Я склонилась в земном поклоне, коснувшись лбом холодного мрамора, гладкого, как сало.
— Как мне благодарить Ваше Величество? Я припала бы к вашим ногам, но…
— Не стоит. Ты можешь поцеловать мне руку, если желаешь. Кажется, раньше существовал такой обычай. Хочешь?
— Да, Ваше Величество… — в растерянности залепетала я, окидывая взглядом абсолютно гладкий шар. Но тут в нем что-то всколыхнулось, как будто встряхнули молоко, на его поверхности мимолетно пробежали какие-то лица: лицо спящего младенца, лицо старика, лицо мужчины с бородкой, личико девушки, мордочка борзого щенка — все они были белые, как из живого мрамора, и сразу исчезали, но потом белоснежная рука, изнеженная, в перстнях, выдвинулась из шара.
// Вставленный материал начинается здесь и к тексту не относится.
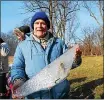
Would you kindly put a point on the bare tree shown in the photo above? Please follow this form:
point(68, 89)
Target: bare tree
point(99, 5)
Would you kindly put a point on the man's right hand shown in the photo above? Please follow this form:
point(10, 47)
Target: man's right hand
point(17, 83)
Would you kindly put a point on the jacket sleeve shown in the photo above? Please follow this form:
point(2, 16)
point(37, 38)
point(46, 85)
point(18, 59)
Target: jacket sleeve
point(4, 49)
point(77, 62)
point(18, 67)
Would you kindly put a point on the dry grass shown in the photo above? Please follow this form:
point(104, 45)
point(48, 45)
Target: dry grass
point(87, 81)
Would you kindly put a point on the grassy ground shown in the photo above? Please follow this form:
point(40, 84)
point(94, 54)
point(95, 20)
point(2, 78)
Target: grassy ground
point(87, 81)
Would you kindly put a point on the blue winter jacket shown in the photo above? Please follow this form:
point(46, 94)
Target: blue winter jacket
point(30, 58)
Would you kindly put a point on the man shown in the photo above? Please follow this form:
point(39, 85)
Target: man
point(4, 51)
point(34, 53)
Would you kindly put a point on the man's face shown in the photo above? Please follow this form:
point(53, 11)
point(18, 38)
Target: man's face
point(40, 28)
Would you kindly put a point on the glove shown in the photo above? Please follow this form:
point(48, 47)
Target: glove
point(17, 83)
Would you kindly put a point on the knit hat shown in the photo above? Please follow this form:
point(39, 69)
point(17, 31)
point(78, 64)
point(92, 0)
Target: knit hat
point(25, 29)
point(40, 15)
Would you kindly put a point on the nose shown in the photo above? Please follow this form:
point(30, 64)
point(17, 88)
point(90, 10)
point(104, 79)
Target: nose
point(40, 24)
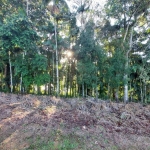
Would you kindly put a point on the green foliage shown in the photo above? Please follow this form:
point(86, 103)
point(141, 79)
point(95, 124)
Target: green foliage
point(57, 141)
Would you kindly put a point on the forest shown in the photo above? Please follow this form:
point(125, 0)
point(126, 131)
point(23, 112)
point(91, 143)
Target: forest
point(74, 74)
point(76, 48)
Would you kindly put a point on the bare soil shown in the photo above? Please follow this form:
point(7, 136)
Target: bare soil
point(100, 125)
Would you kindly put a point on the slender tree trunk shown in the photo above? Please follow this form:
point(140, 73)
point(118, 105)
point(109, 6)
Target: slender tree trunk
point(126, 99)
point(145, 96)
point(11, 82)
point(27, 8)
point(57, 71)
point(82, 89)
point(141, 88)
point(117, 94)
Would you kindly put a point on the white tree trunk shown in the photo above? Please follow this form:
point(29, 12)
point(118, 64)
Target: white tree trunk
point(11, 82)
point(82, 89)
point(126, 99)
point(57, 71)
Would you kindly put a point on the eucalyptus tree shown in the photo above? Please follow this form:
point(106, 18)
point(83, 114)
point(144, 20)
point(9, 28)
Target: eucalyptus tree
point(125, 15)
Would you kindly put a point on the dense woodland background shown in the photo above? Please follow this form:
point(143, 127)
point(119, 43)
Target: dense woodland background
point(48, 47)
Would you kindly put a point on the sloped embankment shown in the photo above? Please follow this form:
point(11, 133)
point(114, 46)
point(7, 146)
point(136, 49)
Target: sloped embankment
point(101, 125)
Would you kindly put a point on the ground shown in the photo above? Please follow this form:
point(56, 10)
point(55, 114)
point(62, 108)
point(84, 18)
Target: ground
point(30, 122)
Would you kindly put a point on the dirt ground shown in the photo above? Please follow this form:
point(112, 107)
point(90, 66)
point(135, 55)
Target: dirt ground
point(101, 125)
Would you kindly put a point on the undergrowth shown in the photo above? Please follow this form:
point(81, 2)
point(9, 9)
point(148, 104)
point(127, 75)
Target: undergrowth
point(57, 141)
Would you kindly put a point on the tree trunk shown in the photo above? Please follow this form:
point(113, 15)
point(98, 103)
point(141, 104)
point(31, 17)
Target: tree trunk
point(11, 82)
point(126, 99)
point(57, 71)
point(82, 89)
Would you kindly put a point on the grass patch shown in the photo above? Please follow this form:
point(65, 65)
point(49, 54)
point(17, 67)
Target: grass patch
point(57, 141)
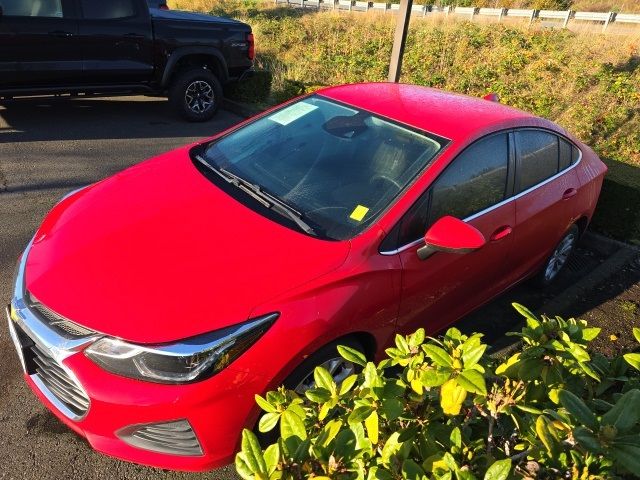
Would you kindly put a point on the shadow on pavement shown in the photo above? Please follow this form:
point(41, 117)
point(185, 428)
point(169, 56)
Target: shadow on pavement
point(44, 119)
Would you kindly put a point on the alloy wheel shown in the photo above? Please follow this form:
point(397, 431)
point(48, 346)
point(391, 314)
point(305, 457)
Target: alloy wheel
point(338, 367)
point(199, 96)
point(559, 257)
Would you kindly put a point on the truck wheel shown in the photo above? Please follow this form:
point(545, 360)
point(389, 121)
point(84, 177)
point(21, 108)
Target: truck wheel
point(196, 94)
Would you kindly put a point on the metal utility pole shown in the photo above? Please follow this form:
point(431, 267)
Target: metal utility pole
point(399, 39)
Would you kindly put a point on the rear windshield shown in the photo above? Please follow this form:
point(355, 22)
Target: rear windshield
point(337, 165)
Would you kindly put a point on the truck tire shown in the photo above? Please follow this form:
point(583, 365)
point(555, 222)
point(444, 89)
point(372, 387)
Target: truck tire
point(196, 94)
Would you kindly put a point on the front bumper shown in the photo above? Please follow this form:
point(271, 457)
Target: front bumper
point(216, 409)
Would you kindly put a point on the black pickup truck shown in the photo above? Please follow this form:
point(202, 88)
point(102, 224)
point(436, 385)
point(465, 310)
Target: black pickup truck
point(120, 47)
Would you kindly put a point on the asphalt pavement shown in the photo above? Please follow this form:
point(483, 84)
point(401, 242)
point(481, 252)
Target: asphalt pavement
point(47, 148)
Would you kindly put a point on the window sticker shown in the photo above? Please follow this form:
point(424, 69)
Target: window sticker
point(358, 213)
point(292, 113)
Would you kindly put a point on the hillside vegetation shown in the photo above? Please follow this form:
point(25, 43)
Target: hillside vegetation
point(588, 83)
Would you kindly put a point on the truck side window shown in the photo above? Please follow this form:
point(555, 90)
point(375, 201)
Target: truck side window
point(31, 8)
point(105, 10)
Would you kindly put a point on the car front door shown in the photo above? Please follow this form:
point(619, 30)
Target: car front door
point(117, 42)
point(546, 189)
point(475, 187)
point(38, 44)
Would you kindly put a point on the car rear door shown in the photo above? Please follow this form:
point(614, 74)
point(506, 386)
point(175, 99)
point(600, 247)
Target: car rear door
point(117, 42)
point(475, 187)
point(38, 44)
point(546, 187)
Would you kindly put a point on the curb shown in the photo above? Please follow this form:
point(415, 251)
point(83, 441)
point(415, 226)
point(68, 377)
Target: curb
point(619, 255)
point(241, 109)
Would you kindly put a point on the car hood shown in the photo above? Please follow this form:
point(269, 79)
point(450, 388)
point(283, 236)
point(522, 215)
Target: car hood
point(158, 253)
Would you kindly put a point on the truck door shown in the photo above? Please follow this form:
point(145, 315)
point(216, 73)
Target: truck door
point(38, 43)
point(117, 41)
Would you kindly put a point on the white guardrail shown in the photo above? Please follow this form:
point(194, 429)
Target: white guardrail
point(563, 16)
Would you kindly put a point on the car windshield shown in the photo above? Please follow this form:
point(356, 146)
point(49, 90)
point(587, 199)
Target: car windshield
point(338, 166)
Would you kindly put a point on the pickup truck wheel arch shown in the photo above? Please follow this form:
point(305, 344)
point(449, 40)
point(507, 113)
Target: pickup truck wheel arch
point(189, 57)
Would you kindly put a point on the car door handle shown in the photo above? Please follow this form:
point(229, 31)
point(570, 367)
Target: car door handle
point(569, 193)
point(61, 33)
point(501, 233)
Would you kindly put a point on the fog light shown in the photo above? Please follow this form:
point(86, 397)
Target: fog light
point(174, 438)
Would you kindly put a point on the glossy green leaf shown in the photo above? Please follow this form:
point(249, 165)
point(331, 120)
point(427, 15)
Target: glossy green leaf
point(253, 453)
point(391, 447)
point(576, 407)
point(291, 425)
point(392, 408)
point(625, 413)
point(243, 468)
point(545, 433)
point(499, 470)
point(411, 470)
point(589, 334)
point(371, 423)
point(272, 457)
point(438, 355)
point(472, 355)
point(587, 439)
point(352, 355)
point(532, 320)
point(452, 396)
point(359, 414)
point(472, 381)
point(432, 377)
point(348, 383)
point(268, 421)
point(324, 379)
point(265, 405)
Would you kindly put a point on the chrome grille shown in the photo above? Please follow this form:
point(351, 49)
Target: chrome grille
point(59, 383)
point(58, 322)
point(177, 438)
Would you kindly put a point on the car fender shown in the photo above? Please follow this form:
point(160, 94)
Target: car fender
point(183, 52)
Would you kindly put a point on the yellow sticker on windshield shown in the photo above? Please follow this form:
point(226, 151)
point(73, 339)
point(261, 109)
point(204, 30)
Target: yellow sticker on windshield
point(358, 213)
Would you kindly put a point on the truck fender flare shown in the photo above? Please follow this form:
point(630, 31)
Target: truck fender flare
point(180, 53)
Все было белым-бело — и пальцы, и самоцветы в перстнях, и узкие ногти. Я припала губами к этой руке и ощутила вкус шара — он похож по вкусу на молоко, смешанное со снегом.
Рука тут же исчезла и растворилась в шаре. Аудиенция закончилась. Кажется, я лишилась чувств, а очнулась под яблоней. Юные Ева и Адам нежно гладили мои волосы, с любопытством и любовью глядя в мое лицо.
Володенька, готовься к свободе!
Твоя любящая и любимая жена
Надежда.
Милая Наденька!
Все, наконец-то я пробудился. «Проснитесь, чтобы умереть!» — так пробуждали приговоренных к смерти в казематах Бастилии. Кажется, я умираю, и ты не удивишься, если это есть мое последнее письмо. Не удивишься, поскольку и всех предшествующих писем моих ты не получала. Я писал тебе их в горячке, мое сердце, то со слезами, то с лихорадочным хохотом… Нынче болезнь оставила меня ненадолго, но лишь для того, чтобы безотрадная истина моего положения открылась мне с абсолютной жестокостью. Я один, в стылой избе, больной, за много верст от людского жилья. Товарищей моих по ссылке, которые жили здесь в двух соседних избах, уже месяц как жандармы увезли в санях: то ли на свободу, то ли на каторгу. Не помню теперь ни лиц, ни имен бывших товарищей своих по несчастью. Долгая горячка стерла их из памяти. Меня тоже должны были увезти отсюда, но я лежал в жару, метался, бредил, и жандармы оставили меня, решили, что я не жилец. Бросили меня здесь умирать. Была еще до последних дней надежда, что они вернутся за мной в санях, но в этом году рано потеплело, санные пути развезло, размокло все, и теперь долго никто не доберется сюда по дорогам. Местные жители еще зимой ушли за реку, где охоты лучше. У меня оставался запас дров, сухарей, чаю и мерзлой картошки, но все иссякло, и теперь уже безразлично, что добьет меня: лихорадка, голод или пронзительная стылость местной весны.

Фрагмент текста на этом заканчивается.